Blockchain forensics firm Elliptic said Tuesday that losses suffered by Atomic Wallet users from an apparent hack have risen to more than $100 million.

The wallet provider on June 3 acknowledged receiving reports that some wallets had been compromised and said less than 1% of its active users had been affected. It has yet to provide an additional update. 

Elliptic, which tracked over 5,500 wallets believed to have been targeted in the attack, said that the North Korean hacking association Lazarus Group was responsible in what would be its first major crypto theft since the $100 million exploit of the Horizon Bridge a year ago. 

"Since the theft took place, Elliptic has been working to retrieve the stolen assets," Elliptic said. "Our team has partnered with several investigators and exchanges around the world to trace and freeze the stolen funds. This has led to over $1 million in stolen assets being frozen."

Atomic Wallet hack is latest for Lazarus Group

The thief has now started to change its behavior, turning to Russian crypto exchange Garantex to launder the assets.
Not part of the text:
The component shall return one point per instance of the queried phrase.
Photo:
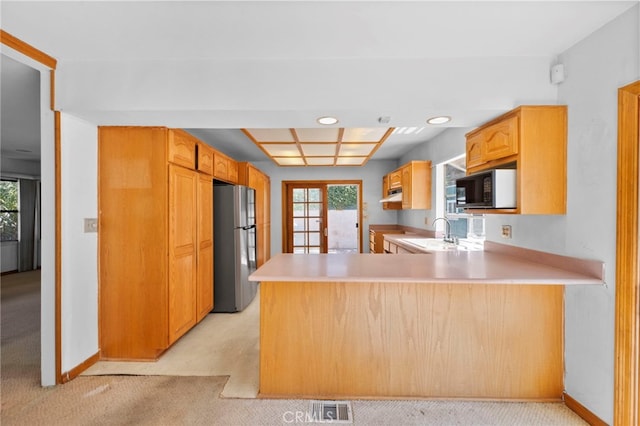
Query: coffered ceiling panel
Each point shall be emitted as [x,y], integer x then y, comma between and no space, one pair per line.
[319,146]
The U.S. government linked the Lazarus Group to the high-profile Ronin exploit that resulted in $600 million worth of digital assets being stolen from the Axie Infinity sidechain. In all, Elliptic estimates the Lazarus Group has pilfered more than $2 billion in digital assets across numerous heists. 

"I'm afraid we have no insights into the underlying exploit," Elliptic's Chief Scientist and co-founder Tom Robinson told The Block. "It's becoming clear that this is a major crypto heist, and most probably another significant success for North Korea's Lazarus Group. They had been relatively quiet since last year's Horizon bridge hack, but this shows that they are still actively targeting the crypto ecosystem."

Atomic Wallet didn't immediately respond to a request for comment from The Block.